Il lungo processo elettorale in Spagna è terminato. Ora il rumore politico si concentra su eventuali accordi regionali, comunali e su quello che renderà Premier Pedro Sánchez. La prima settimana è stata segnata, soprattutto nei partiti chiamati a fungere da cerniera, da un’inflessibilità proverbiale per l’intesa. L’informazione politica, per saturazione e stanchezza, lascia spazio ad altri eventi. Uno dei quali è la preparazione delle celebrazioni per il bicentenario del Museo del Prado. Gli occhi sono puntati verso la grande pinacoteca di Madrid, che “non è un museo, ma una specie di patria”, come ha detto Ramon Gaya.
È patria di molti sguardi, tra cui quello di Goya. Alcuni giorni fa, Victor Pérez Diáz ha parlato del suo famoso “Duello rusticano”. “Goya ci offre, sì, una visione conflittuale della società, ma il fatto stesso che ci dà questa visione implica l’invito che l’artista fa allo spettatore per ‘vederlo a distanza’ e ‘rifiutarlo’ o ‘evitarlo’. Non è una semplice espressione di cainismo; perché è anche una denuncia di cainismo”, sottolinea il sociologo. L’occhio che vede la polarizzazione e la denuncia non fa parte della polarizzazione.
I dati delle elezioni di aprile hanno mostrato un pareggio tecnico tra i blocchi di destra e sinistra, ma il secondo turno rappresentato dalle elezioni di maggio ha portato un “passaggio al centro”. Una diminuzione degli estremi: a sinistra Podemos ha perso quasi due milioni di voti e a destra Vox ne ha perso 1,3 milioni. L’indipendentismo in Catalogna, dopo sette anni traumatici, è salito solo di due punti e non ha raggiunto il 50%. A giudicare dai dati disponibili, sviluppati dalle riflessioni di alcuni sociologi, la narrazione semplicistica di una Spagna divisa e sempre più radicalizzata in posizioni estreme è, per usare la terminologia marxista, una sovrastruttura che viene aggiunta alla vita reale. Un racconto che ha molto a che fare con la narrazione semplicistica dei partiti e dei media.
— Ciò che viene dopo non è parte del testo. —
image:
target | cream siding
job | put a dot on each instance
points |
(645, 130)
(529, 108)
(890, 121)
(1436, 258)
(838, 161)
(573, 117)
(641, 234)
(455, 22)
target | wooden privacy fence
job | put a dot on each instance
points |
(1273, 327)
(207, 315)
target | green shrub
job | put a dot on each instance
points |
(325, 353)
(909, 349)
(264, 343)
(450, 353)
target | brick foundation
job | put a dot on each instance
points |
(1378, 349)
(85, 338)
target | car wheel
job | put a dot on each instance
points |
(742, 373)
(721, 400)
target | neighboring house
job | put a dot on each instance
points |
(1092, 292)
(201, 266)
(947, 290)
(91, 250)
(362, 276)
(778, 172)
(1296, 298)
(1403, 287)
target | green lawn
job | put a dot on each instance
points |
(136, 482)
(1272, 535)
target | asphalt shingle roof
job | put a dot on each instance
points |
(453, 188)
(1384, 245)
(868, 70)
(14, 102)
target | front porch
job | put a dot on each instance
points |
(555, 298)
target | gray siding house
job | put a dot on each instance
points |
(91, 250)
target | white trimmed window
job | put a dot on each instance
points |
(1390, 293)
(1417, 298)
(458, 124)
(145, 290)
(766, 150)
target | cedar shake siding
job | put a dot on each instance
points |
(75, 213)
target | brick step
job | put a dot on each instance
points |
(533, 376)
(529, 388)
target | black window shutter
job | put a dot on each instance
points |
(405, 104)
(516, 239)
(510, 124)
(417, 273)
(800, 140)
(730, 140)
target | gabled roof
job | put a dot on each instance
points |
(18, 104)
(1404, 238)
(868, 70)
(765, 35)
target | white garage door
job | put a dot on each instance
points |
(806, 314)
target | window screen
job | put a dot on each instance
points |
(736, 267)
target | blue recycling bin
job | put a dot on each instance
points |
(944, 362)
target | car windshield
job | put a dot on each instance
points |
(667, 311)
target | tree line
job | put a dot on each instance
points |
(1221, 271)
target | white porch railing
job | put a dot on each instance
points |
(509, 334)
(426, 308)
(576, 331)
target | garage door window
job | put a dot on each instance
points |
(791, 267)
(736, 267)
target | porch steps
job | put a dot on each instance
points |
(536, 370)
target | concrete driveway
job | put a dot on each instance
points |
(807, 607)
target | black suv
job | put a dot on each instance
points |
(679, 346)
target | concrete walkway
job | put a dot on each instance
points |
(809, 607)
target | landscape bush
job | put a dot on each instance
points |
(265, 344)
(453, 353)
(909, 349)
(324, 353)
La Spagna pensata dai politici e dai media non è la Spagna dell’esperienza. È la tesi che viene sostenuta da Victor Pérez Diáz. E che trova d’accordo altri sociologi illustri come Francisco Llera. “Abbiamo dati da molto tempo – segnala Llera – che dicono che la gente è stanca della polarizzazione dei politici e anche dei media. Questi ultimi alimentano molto polarizzazione perché la politica diventi fondamentalmente conflitto e non risoluzione dei problemi”. L’ex direttore dell’Euskobarometro aggiunge che “la richiesta di un accordo è molto grande, abbiamo un elettorato e una cittadinanza molto moderata e pragmatica”. Forse è per questo che il barometro della Cis, l’indagine più autorevole sul processo elettorale, segnala che il 40% degli elettori non si considera ben informato sui programmi dei partiti e il 60% non gradisce la violenza verbale della campagna elettorale.
Da qualche anno alcuni media e un certo movimento all’interno del giornalismo hanno lanciato il fact checking (verifica dei fatti). Non è altro che l’atto di comprovare se quanto viene riportato in un testo corrisponde alla realtà. Media come il Washington Post e il Der Spiegel hanno dedicato molte risorse a questo lavoro, che è importante nell’epoca delle fake news. La società spagnola, a giudicare da quello che dicono i sociologi, ha davanti a sé un lavoro interessante di fact-checking. In questo caso in realtà non si tratta solo di verificare i fatti, ma di recuperarli per correggere le narrazioni di polarizzazione. Ci sono fatti che non sono stati raccontati: la solidarietà e la gratuità durante la crisi, i bassi tassi di rifiuto degli immigrati, lo scarso supporto a opzioni politiche radicali… Pérez Diáz evidenzia che non si può fare una storia tutta rose e fiori, “ovviamente l’esperienza della vita sociale deve riconoscere le tendenze verso la prevalenza dei conflitti, le rivalità politiche, le competizioni economiche, i duelli per il riconoscimento sociale, la scalata degli estremi…”. Ma, aggiunge il sociologo, “tutto ciò è solo metà della storia. L’altra metà mostra tendenze opposte, il che significa riconoscere l’importanza dei circoli della solidarietà o socialità, i processi di pace e riconciliazione”.
Probabilmente la prima debolezza della società civile è non aver fatto i conti con un’esperienza che non è dominata dal conflitto o dalle categorie che incanalano la vita reale con strutture ideologiche che riducono tutto a scontro, a interessi e a uno Stato come arbitro sempre più necessario. Il cambiamento inizia dando più valore ai fatti e a ciò che essi ci dicono sul nostro stare insieme.